The Winona City Council will hold a final public hearing at 7:30 tonight on an ordinance to limit building on and near bluffs.

After the hearing the council may vote on the proposal, which took so long to craft that the council imposed a moratorium to freeze bluff development until the ordinance was adopted. Part of the holdup stemmed from competing interests: A local environmental group pressed for a more-restrictive bluff ordinance, and the Winona Area Chamber of Commerce wanted looser restrictions.

The process also paused this summer when city planners realized hundreds of existing homes would be affected by the ordinance. To ease its impact on those homes, planners recommended creating an exemption to the bluff restrictions that would apply to all lots that aren't in a subdivision plat.

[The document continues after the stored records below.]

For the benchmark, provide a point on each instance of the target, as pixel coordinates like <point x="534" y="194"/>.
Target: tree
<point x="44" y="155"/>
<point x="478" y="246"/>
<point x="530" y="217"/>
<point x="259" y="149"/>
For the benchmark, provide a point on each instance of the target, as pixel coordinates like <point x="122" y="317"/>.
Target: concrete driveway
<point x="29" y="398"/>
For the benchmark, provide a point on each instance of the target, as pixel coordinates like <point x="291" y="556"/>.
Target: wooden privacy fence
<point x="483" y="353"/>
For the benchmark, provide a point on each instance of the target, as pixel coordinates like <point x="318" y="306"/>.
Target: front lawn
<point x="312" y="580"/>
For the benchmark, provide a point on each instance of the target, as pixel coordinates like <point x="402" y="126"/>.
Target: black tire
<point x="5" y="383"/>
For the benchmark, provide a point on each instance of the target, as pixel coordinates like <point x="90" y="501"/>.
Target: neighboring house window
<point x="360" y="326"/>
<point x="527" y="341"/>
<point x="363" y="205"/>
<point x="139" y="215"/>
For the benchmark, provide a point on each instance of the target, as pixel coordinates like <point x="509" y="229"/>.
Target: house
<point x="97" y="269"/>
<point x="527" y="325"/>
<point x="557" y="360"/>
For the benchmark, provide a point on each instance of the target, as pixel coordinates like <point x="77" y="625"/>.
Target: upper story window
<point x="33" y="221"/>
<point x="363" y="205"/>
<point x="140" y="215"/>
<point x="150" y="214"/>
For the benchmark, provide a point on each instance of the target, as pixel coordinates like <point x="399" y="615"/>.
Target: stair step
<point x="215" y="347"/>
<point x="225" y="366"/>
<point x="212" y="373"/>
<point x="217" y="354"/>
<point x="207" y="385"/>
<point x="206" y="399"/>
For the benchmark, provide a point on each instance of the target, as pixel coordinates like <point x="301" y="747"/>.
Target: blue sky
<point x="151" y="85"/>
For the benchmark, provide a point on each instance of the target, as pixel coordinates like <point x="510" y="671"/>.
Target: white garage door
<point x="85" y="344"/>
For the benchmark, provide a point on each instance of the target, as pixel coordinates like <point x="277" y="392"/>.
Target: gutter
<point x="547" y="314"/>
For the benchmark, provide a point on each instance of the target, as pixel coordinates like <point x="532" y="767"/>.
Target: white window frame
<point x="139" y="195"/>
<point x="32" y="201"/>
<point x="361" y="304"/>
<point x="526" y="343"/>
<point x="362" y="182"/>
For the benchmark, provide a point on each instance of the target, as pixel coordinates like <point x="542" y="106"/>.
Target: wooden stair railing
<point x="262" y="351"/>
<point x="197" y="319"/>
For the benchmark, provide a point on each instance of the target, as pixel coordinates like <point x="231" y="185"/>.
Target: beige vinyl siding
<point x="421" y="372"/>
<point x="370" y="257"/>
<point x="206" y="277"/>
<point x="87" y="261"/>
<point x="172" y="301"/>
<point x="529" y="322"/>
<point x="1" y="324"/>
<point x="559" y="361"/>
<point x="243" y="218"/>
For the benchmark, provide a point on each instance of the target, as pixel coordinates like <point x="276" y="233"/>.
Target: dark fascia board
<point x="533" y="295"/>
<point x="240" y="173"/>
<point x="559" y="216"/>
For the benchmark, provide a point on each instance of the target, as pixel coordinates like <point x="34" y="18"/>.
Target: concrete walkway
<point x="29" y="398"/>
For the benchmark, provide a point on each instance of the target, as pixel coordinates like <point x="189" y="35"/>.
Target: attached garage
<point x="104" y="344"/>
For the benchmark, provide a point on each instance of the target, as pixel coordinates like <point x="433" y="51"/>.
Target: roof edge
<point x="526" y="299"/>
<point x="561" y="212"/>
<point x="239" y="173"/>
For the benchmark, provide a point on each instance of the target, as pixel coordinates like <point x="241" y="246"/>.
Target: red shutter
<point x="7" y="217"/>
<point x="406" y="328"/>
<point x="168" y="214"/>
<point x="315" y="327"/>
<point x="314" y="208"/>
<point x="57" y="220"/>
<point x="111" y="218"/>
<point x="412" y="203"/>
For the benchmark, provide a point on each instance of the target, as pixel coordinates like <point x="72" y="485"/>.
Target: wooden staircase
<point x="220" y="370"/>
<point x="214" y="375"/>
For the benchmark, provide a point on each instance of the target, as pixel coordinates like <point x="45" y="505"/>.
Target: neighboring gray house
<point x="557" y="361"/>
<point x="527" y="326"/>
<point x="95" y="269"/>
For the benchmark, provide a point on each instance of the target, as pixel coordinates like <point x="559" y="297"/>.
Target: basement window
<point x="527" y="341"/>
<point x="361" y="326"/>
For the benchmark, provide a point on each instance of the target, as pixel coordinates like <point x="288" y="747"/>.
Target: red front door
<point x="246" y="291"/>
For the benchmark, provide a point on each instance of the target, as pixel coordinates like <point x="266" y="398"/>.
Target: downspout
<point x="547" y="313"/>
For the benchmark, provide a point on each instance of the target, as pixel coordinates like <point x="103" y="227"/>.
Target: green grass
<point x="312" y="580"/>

But planning commissioners subsequently narrowed that exemption so that only existing buildings in bluff zones would be spared from the new restrictions.

Winona would take a big step by adopting the final ordinance, though it's not a perfect product, said Bluff Land Environment Watch spokesman Joe Morse.

"We feel like this ordinance is a really good start," Morse said. "We think it just needs a little bit of strengthening."

Meanwhile, Winona County leaders are mulling a bluff ordinance that would affect rural land, and county commissioners may vote on it next month.

Assisted-living center TIF may get hearing

A developer's request for public aid to build an assisted-living center on Mankato Avenue may go before the public soon, depending on what Winona leaders decide tonight.

St. Cloud-based Trident Development wants $710,000 in tax increment financing aid to build Sugar Loaf Senior Living Center next to Walgreens Pharmacy.

City leaders haven't responded to the request yet. If they choose to entertain the request, they're required to hold a public hearing before granting TIF, which allows property taxes on a development to be redirected to pay for infrastructure upgrades, or to pay for the development itself.

Trident's proposed $11 million, 80-unit senior-living center would feature independent, assisted-living and memory-support housing units. A Trident spokesman told the Daily News the facility would meet one of Winona's biggest projected needs in the coming decades: affordable senior housing.

"There's some true public benefit that this TIF can bring to Winona," Trident spokesman Roger Fink said.

Fink said Trident considered six sites for its proposed senior-living center, but the Mankato Avenue site was the only one that fit. Other developers have eyed Winona to build senior-living centers, but the scarcity and high cost of open land drove them away, Fink said.

The council last year granted TIF aid to a developer to build a senior-living cooperative, Applewood Pointe, in East Burns Valley. That developer later pulled out of the project, and a Mankato developer recently announced plans to revive it.